I sat on the bed while FZ got ready to go. She gathered all her clothes then quickly rolled out a carpet in order to say her morning prayers. I thought it was odd, at first, that she didn’t ask me to leave the room while she prayed, but then I remembered how many times my host father would go to pray when I lived at his house and the kids would be running all around him, playing and screaming. I think maybe prayer is both very sacred and very routine at the same time: the person praying concentrates only on the prayer and blocks out external noise, and the people contributing to external noise have seen people pray countless times (five times a day, every day, for instance) and therefore no longer find it interesting or worthy of reverance. Maybe. I really have no idea.

Anyway, once prayers were finished FZ and I were on our way. With Nouria in a coma we were one member short of what I had hoped, but no matter. Even starting with just one Moroccan woman is SOMETHING right? Right.

We got about halfway to the track when the skies opened up. Honestly, it wasn’t raining THAT hard, but enough to make the track really muddy and possibly dangerous. After about ten minutes of hanging out and chatting under an awning we decided to just call it off for the day, reasoning that we’d sort of power-walked, so we did actually exercise.

I’m not totally down-trodden. The fact that FZ popped out of bed and made good on our agreement to exercise is really encouraging. She also assured me that in a few more weeks we won’t see rain anymore. I can wait.
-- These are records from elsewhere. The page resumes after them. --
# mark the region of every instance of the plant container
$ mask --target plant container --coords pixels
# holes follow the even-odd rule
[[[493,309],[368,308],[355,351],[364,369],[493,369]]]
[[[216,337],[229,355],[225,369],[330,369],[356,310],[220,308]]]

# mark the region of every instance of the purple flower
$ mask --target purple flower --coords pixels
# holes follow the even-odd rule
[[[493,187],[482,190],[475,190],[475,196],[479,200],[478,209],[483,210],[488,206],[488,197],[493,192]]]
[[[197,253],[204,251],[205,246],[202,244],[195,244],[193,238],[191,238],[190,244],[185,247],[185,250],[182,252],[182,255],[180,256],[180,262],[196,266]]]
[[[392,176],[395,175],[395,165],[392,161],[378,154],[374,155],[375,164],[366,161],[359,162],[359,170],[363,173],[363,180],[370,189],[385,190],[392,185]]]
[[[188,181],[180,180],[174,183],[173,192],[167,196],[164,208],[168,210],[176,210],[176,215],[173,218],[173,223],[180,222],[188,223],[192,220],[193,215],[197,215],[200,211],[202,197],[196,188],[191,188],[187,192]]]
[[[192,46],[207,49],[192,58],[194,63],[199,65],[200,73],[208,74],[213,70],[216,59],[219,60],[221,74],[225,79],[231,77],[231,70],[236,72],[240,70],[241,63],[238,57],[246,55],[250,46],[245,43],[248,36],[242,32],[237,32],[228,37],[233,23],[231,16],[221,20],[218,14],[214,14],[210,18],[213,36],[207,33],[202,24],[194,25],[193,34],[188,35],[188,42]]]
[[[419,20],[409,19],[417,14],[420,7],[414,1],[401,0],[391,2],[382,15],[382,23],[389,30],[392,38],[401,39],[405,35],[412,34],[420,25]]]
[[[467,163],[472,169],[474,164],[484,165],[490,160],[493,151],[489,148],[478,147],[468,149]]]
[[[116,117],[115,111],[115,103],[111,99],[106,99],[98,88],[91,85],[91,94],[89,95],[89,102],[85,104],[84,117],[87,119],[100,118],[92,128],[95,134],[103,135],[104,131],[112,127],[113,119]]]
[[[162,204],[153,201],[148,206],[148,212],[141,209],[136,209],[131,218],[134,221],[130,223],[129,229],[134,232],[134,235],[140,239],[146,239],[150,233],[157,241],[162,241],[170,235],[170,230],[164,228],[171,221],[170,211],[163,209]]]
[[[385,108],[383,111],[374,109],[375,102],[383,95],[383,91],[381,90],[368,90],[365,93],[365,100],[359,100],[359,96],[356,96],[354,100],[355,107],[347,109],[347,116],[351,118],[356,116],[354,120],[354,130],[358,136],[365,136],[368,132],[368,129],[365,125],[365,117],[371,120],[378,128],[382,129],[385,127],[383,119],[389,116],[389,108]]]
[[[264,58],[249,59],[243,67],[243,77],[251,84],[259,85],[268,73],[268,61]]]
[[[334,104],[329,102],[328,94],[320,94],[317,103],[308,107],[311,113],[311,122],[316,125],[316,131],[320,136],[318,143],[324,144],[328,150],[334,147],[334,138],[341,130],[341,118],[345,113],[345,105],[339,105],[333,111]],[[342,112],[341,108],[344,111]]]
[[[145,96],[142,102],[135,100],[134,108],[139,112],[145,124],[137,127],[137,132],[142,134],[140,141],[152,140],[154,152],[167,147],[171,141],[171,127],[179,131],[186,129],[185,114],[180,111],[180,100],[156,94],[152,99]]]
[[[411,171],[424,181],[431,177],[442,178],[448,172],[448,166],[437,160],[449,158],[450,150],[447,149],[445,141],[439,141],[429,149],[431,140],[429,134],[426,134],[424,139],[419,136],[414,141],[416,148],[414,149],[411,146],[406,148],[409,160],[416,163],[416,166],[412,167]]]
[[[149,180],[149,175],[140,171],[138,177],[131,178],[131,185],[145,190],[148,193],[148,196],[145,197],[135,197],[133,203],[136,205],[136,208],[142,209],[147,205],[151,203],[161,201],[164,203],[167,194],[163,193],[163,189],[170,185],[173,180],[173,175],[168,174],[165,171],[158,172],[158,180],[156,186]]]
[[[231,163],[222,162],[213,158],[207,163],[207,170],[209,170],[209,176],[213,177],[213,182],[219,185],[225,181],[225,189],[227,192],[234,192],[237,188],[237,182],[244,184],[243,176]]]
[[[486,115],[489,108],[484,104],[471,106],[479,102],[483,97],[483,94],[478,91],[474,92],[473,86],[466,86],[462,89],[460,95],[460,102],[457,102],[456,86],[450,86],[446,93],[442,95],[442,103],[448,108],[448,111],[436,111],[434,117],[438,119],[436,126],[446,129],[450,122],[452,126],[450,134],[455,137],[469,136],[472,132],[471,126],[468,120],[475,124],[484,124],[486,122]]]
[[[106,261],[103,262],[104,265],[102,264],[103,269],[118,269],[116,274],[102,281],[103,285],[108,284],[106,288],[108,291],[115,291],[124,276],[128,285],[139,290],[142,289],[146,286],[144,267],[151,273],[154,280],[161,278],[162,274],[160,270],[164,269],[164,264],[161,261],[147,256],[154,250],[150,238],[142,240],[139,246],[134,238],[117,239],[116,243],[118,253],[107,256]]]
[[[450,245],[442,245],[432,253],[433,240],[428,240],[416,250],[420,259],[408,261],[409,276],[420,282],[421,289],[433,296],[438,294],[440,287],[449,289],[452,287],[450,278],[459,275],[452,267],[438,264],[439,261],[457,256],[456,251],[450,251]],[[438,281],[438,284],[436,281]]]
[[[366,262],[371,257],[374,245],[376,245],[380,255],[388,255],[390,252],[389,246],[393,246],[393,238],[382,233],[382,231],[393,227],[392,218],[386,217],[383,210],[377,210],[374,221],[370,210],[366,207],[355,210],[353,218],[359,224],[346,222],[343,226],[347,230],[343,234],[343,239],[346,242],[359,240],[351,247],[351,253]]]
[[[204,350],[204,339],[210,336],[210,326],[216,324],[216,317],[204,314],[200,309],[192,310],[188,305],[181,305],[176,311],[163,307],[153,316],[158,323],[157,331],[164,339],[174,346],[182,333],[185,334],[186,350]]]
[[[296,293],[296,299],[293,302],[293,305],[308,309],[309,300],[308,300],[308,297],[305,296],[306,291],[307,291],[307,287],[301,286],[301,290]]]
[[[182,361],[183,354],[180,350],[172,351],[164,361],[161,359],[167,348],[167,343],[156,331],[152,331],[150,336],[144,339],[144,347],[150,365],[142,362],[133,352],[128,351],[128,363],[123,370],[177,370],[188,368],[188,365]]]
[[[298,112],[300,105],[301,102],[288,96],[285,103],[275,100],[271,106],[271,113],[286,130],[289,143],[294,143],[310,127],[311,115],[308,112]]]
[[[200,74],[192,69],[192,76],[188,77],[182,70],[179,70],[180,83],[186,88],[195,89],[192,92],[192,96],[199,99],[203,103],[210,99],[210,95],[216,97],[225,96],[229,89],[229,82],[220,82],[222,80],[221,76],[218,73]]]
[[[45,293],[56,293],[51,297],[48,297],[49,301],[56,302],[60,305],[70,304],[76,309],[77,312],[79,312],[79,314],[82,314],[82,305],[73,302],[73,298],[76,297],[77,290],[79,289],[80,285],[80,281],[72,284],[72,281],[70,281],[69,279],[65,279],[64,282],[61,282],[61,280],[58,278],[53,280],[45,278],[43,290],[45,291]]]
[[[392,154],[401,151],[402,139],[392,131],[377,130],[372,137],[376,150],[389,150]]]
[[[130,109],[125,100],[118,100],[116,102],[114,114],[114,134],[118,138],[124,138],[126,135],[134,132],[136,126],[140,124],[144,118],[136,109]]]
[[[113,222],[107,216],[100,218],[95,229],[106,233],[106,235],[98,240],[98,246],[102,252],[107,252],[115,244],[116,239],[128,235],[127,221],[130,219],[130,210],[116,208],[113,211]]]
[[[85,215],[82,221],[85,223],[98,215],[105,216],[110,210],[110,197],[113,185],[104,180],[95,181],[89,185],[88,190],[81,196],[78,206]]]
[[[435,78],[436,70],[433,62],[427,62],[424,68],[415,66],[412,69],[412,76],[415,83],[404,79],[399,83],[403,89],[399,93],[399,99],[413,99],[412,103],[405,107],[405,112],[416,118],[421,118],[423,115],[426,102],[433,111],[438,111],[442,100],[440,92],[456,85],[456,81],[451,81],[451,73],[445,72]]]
* Note: I don’t have a beeper. Beeping is a common practice here in Morocco where you call someone, let it ring once, and hang up. While this would be incredibly annoying and frustrating in the States, it serves two important purposes in Morocco. First, it lets the person you beep know you are thinking about them/miss them, and second, it’s a great way to get someone to call you back when you are low on credit and phone calls are like 6 dirhams a minute or something like that.